整座城的竊竊私語一直像一張網子一樣,將她整個人牢牢罩住,她需要的就是這樣的安靜。
「我今天中午有事要出去,可能整個下午都會在外面。我會趁著早上把帳看一看。」
馬克點了點頭,依然是一貫安靜的語氣:「時間到了我會關門。」
兩人取得共識,各自去忙各自的事。
她進到雜貨店後方權當辦公室的小房間,掏出鑰匙打開放帳本和一些現金的夾層。
看帳本時,她突然想到,認字算數這些都是菲利普教她的。如果當初他沒有教她這些本事,她現在可能過的是更辛苦的人生吧?
茱莉吐了口氣。
原本以為他們只是童年朋友,事實上,他早已在很基本的層面,不斷地影響著她的人生。
那個神仙教母的嘴臉突然冒了出來。
「啊……」她抹了抹臉。
討厭!討厭!她幹嘛做這種夢呢?是不是在心靈深處她很清楚自己配不上他,所以連夢中都用一些奇奇怪怪的方法說服自己,菲利普不會是她的?
「可惡!」她低吼。
「什麼?」在門口附近理貨的馬克探頭進來。
「沒事。」她趕快把鼻尖埋進帳本裡。
算了,專心工作要緊。
接下來兩個小時,有一批送貨的人過來請款,一批買貨的過來付款,她和馬克都應付掉了。
茱莉回到小辦公室,算算手中的現金餘額,不由得露出笑意──這個月的收入還算不錯。
「啊,時間差不多。」那傢夥快出現了。
她發現窗外賣早市的小販開始收攤,中午的餐館準備開始營業,立刻把現金在櫃子裡鎖好,然後一臉無事地走到外頭,檢視一排排的貨品架。
走到麵包的區域,她拿起兩條長麵包挑剔地看了看,搖搖頭,一副不怎麼滿意的樣子,往旁邊的粗麻布上一丟。
馬克坐在門旁邊的矮凳子,正一鬥一鬥地分裝大包裝的小麥種子。
又等了幾分鐘,店門外果然出現一個鬼頭鬼腦的小影子。
茱莉橫眉豎目地走出去。
「賈克!你鬼鬼祟祟的在這裡做什麼,想偷東西?」
「呸!我在街角站著也不行?妳店裡又沒有寶貝,有什麼好偷的?」
「你一身又髒又臭,客人看了就不想上門。
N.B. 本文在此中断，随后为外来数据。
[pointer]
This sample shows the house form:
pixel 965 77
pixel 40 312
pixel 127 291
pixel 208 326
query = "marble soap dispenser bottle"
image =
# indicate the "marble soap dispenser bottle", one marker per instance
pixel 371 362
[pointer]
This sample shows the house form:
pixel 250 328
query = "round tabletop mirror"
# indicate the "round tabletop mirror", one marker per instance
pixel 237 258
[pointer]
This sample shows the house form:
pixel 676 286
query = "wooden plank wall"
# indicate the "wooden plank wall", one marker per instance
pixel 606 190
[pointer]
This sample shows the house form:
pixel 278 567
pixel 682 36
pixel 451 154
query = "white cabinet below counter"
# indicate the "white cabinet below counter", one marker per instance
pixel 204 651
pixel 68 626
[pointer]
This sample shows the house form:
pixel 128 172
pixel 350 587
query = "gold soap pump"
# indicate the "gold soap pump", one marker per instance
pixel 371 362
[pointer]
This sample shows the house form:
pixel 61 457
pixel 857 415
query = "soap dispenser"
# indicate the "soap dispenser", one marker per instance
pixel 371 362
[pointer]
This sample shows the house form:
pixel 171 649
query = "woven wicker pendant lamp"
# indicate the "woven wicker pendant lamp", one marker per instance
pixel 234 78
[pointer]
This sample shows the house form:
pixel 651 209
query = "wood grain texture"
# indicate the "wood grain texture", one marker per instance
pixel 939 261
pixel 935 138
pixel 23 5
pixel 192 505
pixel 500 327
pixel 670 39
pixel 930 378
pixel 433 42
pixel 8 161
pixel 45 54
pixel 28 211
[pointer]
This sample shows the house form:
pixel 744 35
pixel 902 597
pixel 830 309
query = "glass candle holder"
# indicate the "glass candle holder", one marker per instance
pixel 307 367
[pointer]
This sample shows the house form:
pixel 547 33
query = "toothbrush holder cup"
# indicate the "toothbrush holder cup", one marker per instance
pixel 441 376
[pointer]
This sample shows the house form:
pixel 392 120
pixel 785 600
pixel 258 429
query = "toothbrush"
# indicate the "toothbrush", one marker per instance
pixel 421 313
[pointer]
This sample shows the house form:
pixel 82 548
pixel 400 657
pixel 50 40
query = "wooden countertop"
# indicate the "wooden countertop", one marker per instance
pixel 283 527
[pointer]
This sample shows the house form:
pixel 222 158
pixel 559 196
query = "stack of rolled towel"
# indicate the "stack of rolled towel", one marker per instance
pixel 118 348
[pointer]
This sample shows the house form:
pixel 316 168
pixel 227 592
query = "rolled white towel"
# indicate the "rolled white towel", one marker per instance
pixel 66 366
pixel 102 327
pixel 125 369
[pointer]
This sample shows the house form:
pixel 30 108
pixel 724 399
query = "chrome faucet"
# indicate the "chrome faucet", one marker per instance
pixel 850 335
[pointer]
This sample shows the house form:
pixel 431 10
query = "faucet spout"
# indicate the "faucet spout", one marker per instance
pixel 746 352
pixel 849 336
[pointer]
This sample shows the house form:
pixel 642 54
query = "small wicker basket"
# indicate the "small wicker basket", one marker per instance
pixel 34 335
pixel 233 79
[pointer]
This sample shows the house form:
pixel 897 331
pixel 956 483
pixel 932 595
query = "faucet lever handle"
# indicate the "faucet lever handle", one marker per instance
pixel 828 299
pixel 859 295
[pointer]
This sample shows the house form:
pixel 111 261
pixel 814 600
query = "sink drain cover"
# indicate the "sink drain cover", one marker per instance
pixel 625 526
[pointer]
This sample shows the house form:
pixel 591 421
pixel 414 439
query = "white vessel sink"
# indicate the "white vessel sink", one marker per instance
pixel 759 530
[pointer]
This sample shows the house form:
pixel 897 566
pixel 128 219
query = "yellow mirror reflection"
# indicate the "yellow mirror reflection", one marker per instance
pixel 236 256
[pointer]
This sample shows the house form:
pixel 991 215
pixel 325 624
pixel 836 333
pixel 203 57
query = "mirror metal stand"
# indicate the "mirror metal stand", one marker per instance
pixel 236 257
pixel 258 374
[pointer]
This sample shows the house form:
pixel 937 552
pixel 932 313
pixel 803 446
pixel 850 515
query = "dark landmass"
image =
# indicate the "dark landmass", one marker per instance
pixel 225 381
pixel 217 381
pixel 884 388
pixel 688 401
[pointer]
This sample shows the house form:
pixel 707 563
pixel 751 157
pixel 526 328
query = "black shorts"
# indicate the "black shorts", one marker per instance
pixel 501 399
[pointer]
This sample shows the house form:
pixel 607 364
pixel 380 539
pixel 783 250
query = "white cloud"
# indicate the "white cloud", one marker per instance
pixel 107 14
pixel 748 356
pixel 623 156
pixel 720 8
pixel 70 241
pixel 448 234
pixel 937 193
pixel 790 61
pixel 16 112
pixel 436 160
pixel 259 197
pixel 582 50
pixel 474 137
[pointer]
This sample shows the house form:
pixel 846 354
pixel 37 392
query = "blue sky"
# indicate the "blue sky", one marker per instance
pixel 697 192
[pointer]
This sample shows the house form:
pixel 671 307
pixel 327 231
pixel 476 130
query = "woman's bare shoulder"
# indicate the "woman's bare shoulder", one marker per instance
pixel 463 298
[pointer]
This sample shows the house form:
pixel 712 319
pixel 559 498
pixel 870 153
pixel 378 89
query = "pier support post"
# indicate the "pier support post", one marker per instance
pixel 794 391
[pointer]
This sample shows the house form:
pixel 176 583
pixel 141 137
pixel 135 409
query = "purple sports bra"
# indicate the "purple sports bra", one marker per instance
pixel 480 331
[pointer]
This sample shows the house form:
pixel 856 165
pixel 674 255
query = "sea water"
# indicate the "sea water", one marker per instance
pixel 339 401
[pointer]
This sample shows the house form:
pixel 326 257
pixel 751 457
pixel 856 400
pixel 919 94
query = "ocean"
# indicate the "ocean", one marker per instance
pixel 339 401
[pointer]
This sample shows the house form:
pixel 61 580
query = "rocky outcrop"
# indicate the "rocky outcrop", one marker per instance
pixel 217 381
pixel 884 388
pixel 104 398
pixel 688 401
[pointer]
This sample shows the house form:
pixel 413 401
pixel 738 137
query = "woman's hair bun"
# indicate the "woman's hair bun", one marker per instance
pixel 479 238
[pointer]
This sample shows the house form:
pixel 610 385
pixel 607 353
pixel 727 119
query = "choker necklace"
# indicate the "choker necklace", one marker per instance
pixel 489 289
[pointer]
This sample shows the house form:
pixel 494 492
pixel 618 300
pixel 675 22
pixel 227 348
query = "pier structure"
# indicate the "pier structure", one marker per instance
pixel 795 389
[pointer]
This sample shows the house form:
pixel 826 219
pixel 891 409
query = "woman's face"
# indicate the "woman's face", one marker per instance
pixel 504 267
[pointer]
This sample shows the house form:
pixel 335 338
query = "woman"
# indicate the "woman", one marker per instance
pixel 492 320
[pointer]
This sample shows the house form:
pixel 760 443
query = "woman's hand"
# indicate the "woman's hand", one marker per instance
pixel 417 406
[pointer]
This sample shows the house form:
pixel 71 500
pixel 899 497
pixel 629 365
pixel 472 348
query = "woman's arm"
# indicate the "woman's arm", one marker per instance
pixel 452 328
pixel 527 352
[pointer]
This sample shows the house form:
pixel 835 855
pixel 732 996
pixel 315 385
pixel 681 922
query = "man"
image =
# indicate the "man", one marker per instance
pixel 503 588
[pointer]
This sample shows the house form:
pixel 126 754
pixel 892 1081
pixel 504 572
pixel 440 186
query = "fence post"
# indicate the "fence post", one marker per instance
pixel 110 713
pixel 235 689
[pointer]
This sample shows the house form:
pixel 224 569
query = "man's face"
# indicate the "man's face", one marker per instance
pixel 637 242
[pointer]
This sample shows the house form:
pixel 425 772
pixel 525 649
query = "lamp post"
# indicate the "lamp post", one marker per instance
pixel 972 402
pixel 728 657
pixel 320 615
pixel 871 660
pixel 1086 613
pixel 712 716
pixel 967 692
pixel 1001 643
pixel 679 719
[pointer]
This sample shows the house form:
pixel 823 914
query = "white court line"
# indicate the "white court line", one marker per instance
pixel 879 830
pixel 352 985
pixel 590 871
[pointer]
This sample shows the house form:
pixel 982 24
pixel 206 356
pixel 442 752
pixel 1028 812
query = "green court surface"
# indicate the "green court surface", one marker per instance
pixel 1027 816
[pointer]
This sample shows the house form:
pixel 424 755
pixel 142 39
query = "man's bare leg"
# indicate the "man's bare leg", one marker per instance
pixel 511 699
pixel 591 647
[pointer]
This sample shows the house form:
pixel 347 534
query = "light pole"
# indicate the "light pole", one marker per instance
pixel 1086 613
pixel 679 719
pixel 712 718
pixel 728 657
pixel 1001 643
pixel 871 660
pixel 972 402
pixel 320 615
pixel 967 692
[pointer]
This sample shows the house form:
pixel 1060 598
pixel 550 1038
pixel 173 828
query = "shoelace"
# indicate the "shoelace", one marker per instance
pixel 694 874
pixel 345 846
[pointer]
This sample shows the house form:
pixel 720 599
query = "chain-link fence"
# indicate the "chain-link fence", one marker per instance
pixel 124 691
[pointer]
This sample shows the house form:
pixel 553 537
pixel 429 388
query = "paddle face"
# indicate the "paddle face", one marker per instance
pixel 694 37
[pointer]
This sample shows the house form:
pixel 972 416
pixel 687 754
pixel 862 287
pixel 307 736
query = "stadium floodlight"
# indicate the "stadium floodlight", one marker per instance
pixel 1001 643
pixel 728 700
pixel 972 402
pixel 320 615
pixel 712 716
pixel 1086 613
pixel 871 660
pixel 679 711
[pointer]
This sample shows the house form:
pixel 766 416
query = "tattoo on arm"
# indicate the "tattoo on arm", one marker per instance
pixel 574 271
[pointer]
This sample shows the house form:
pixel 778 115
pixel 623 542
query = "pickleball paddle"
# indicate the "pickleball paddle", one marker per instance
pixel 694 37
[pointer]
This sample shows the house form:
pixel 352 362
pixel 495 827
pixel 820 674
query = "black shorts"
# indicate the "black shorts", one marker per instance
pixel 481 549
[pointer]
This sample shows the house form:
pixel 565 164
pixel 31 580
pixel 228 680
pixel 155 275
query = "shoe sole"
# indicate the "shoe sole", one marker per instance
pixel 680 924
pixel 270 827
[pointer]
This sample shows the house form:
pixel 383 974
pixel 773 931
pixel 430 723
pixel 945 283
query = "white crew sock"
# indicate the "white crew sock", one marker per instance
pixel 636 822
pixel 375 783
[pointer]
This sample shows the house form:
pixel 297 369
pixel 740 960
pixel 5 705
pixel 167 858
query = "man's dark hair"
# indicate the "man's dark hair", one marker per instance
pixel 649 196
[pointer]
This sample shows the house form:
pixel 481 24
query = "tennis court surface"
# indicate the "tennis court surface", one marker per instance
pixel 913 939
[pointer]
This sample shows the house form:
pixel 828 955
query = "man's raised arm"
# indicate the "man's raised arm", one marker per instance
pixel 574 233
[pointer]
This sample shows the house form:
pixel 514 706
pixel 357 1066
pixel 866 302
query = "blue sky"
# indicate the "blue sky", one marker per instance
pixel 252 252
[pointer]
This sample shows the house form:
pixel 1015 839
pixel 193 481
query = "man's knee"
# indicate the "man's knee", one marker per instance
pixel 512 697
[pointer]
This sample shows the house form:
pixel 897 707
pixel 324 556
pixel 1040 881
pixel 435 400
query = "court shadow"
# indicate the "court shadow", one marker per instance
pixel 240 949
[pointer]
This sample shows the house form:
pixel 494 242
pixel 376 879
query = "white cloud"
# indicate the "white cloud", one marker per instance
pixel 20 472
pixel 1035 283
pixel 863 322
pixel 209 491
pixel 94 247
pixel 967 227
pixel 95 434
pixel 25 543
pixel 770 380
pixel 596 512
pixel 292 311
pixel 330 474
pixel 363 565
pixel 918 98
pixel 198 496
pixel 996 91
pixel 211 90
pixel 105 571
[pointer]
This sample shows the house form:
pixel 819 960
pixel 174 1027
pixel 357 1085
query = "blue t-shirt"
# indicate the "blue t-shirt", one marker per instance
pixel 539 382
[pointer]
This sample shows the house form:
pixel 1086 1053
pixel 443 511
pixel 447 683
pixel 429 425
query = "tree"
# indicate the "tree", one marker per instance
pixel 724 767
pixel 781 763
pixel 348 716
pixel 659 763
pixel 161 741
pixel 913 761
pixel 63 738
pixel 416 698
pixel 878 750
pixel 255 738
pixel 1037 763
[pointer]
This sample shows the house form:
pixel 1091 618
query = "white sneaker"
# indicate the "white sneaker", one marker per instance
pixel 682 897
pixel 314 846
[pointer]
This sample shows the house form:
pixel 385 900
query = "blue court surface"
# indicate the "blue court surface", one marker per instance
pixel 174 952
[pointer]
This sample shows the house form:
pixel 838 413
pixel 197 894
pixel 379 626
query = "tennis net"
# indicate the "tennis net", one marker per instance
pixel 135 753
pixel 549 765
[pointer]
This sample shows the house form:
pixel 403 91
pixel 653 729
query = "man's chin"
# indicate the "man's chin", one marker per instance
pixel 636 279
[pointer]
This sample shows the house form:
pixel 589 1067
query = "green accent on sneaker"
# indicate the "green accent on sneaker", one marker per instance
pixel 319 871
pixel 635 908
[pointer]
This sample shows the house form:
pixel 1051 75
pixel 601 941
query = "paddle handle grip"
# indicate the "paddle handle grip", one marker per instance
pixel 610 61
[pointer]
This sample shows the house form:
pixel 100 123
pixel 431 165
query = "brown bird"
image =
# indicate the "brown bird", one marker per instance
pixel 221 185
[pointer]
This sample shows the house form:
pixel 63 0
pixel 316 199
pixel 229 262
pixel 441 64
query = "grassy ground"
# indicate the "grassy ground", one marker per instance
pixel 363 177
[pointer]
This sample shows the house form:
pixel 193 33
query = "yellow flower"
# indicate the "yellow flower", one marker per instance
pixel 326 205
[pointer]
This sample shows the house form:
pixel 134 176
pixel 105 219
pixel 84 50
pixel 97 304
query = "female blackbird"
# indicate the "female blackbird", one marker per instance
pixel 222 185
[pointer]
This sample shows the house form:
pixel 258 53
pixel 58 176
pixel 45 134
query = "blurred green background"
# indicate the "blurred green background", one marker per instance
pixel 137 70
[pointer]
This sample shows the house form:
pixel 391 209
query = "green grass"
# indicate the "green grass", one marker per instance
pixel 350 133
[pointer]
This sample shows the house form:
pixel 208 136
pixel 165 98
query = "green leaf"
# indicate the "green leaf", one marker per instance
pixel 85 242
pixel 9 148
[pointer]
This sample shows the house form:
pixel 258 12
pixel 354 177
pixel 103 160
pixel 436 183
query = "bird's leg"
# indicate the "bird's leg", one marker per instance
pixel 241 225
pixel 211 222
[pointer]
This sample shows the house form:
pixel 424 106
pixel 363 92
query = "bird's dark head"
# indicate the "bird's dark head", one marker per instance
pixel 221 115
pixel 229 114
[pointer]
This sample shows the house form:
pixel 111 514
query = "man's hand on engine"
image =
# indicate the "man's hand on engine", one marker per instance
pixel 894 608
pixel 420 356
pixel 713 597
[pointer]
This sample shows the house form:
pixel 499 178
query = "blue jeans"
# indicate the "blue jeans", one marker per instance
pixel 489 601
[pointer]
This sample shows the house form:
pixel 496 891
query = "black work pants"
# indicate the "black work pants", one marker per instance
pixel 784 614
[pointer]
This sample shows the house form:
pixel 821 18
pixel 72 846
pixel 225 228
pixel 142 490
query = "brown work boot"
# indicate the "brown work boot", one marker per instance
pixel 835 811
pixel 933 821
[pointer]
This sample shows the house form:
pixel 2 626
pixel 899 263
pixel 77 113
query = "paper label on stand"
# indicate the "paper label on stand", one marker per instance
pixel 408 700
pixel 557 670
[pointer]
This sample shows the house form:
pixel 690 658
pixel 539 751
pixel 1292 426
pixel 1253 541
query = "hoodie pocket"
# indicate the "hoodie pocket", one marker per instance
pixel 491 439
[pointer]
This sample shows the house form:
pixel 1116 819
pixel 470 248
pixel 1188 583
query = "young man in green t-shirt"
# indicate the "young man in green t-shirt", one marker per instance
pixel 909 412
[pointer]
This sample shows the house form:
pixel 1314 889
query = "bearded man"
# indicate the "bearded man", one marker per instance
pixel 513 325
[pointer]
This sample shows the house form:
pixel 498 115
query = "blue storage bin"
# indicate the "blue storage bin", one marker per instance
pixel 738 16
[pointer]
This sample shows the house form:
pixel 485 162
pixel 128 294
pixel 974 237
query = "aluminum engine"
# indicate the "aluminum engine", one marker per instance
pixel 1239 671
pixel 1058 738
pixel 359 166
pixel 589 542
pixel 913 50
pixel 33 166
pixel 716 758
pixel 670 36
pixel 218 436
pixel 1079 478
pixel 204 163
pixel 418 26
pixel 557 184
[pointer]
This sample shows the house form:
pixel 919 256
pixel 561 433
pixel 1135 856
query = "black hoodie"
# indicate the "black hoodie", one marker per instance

走開走開,別妨礙我做生意!」她惡聲惡氣地道。
「努──」賈克對她扮一個超級難看的鬼臉。
茱莉秀眉倒豎,走回店裡拿起剛挑出來的麵包,隨手用粗麻布一裹,走出來往賈克懷裡一丟!
「這個麵包快發黴不能吃了,我不要,看你要拿去哪裡隨便你。」
「快發黴的麵包妳還敢扔給我?當心吃死了我,做鬼回來找妳報仇!」小頑童伶牙俐齒地反罵。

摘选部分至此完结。